An essential part of the workflow is to have a GEE FeatureCollection that represents the spatial footprint AOI which defines the extent of the output layers. This FeatureCollection must be stored as a GEE asset and is imported into the notebook as follows:

aoi = ee.FeatureCollection("projects/ns-agol-rs-data/assets/MKR_PACE")

In this case the AOI is called MKR_PACE and is stored within the ns-agol-rs-data Google Cloud Project. See this guide for how to get setup with Cloud Assets and Cloud Projects. This path to the AOI asset will be unique to you and how you’ve specified your cloud project structure.

Make a note of where you stored the AOI shapefile that you’ve uploaded as an asset. You will need it in the subsequent steps below.

Running and exporting

The next section of code in the notebooks deals with importing various Image or ImageCollections and processing them (e.g., running spatial and temporal reducers, removing clouds, etc). The code is annotated and should be easy enough to follow.
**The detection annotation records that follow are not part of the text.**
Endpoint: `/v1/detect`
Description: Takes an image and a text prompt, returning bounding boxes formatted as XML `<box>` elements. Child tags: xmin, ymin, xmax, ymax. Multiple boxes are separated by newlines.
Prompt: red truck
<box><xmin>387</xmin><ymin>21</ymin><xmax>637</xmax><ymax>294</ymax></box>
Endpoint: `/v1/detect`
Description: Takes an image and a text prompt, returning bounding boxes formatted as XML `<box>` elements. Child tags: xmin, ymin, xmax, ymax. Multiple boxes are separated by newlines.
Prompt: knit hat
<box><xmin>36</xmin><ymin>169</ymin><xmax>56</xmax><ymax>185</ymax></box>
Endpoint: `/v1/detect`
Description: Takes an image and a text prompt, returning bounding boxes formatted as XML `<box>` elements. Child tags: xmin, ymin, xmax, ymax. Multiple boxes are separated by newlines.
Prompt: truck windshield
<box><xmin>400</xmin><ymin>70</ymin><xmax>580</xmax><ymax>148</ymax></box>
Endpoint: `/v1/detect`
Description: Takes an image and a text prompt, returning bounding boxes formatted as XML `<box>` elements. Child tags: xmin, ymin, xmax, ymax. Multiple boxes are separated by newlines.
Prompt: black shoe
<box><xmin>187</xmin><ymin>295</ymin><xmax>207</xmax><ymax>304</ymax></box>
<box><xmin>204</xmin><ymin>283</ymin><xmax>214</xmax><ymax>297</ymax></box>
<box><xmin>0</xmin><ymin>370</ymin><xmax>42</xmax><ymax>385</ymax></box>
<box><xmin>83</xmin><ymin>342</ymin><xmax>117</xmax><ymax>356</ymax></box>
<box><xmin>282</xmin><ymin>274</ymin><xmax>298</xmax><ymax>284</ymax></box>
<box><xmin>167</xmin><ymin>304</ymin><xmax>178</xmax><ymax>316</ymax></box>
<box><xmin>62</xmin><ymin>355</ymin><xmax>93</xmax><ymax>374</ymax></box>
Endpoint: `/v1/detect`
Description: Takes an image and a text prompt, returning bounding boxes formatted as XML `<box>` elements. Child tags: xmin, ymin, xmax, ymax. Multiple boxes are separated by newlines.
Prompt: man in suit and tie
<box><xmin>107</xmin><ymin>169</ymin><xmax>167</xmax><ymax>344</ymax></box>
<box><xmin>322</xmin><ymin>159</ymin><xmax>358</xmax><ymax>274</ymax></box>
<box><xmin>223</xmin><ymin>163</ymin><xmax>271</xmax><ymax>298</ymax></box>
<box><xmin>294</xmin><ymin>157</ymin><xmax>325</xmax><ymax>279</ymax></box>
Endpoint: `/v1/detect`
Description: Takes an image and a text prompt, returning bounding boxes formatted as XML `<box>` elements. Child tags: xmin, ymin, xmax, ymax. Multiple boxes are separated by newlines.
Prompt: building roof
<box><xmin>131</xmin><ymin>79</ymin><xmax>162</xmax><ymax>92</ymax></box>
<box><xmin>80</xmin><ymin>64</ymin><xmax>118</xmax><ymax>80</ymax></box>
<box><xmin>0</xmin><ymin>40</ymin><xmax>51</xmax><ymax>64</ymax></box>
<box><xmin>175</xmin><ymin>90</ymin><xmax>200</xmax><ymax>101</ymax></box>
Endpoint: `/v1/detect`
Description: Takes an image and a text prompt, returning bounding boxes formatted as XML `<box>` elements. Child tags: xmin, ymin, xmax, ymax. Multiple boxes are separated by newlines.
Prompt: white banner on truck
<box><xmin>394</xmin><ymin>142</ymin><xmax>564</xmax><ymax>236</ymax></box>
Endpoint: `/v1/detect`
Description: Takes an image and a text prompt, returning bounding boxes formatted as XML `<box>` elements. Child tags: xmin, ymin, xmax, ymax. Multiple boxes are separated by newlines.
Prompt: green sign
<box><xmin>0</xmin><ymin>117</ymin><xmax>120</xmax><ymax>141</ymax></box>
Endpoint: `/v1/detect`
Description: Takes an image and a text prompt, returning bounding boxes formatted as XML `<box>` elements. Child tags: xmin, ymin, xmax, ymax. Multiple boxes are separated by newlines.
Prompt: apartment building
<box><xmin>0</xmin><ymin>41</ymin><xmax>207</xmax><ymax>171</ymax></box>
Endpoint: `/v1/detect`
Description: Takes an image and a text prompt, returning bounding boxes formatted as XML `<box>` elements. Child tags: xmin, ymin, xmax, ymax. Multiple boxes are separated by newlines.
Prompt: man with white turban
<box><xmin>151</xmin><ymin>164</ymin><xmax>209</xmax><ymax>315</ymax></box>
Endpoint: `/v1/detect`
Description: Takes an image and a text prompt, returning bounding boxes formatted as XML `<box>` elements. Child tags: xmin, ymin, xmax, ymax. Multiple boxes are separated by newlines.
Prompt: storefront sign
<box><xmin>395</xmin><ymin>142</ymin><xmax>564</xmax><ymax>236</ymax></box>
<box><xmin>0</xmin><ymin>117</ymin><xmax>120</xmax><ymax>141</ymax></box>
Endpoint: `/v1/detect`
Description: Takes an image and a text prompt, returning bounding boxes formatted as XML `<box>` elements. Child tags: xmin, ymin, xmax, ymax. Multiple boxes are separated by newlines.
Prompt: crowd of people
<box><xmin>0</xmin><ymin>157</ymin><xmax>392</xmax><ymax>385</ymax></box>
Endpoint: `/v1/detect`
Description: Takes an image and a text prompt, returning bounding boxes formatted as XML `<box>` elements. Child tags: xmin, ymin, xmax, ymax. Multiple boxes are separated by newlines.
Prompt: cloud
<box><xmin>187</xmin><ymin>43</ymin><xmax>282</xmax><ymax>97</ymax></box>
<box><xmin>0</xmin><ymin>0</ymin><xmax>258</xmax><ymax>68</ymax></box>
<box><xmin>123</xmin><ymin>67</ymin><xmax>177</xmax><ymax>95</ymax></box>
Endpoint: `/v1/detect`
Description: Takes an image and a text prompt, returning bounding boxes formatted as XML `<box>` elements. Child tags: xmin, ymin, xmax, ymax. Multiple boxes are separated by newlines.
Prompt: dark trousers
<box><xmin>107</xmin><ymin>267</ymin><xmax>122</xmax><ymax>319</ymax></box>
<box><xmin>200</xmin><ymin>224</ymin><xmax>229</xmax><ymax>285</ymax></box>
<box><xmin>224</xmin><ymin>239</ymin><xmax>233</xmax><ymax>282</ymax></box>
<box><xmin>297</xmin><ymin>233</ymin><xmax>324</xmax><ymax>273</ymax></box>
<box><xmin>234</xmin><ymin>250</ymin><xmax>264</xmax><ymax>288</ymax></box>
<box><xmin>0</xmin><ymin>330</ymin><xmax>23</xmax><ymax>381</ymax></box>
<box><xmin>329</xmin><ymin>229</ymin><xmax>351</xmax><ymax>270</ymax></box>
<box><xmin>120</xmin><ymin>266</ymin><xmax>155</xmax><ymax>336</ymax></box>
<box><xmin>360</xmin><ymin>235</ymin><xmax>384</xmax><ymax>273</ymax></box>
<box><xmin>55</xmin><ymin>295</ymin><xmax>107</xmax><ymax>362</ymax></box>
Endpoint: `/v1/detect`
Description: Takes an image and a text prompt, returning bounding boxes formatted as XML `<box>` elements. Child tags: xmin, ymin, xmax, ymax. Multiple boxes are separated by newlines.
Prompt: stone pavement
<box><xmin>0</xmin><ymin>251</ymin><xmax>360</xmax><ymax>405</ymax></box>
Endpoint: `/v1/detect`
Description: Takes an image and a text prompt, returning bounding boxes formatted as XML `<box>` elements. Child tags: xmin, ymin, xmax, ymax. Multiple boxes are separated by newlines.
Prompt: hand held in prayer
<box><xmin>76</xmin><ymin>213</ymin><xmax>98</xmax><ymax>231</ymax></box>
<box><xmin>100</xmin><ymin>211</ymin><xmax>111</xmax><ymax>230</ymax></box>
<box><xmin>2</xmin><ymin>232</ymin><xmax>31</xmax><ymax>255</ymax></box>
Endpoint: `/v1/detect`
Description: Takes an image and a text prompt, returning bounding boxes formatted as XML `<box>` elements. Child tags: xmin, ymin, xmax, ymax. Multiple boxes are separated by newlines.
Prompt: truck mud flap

The final step is exporting the data. The code is currently setup to export the data to your Google Drive using either ee.batch.Export.image.toDrive (raster data) or ee.batch.Export.table.toDrive (vector data). If you want to use the code as is you will need to create a folder called GEE_exports in the root directory of your Google Drive. Otherwise, you can change the folder argument in the export function to point to your own folder. It’s recommend you keep the nomenclature so that it matches this original code because the downstream parts of the workflow will reference the GEE_exports folder explicitly. Within the GEE_exports folder you will also need to create a folder called sent_to_gdb (which will be used as a storage location of the raw data after it’s been imported into the GDBs).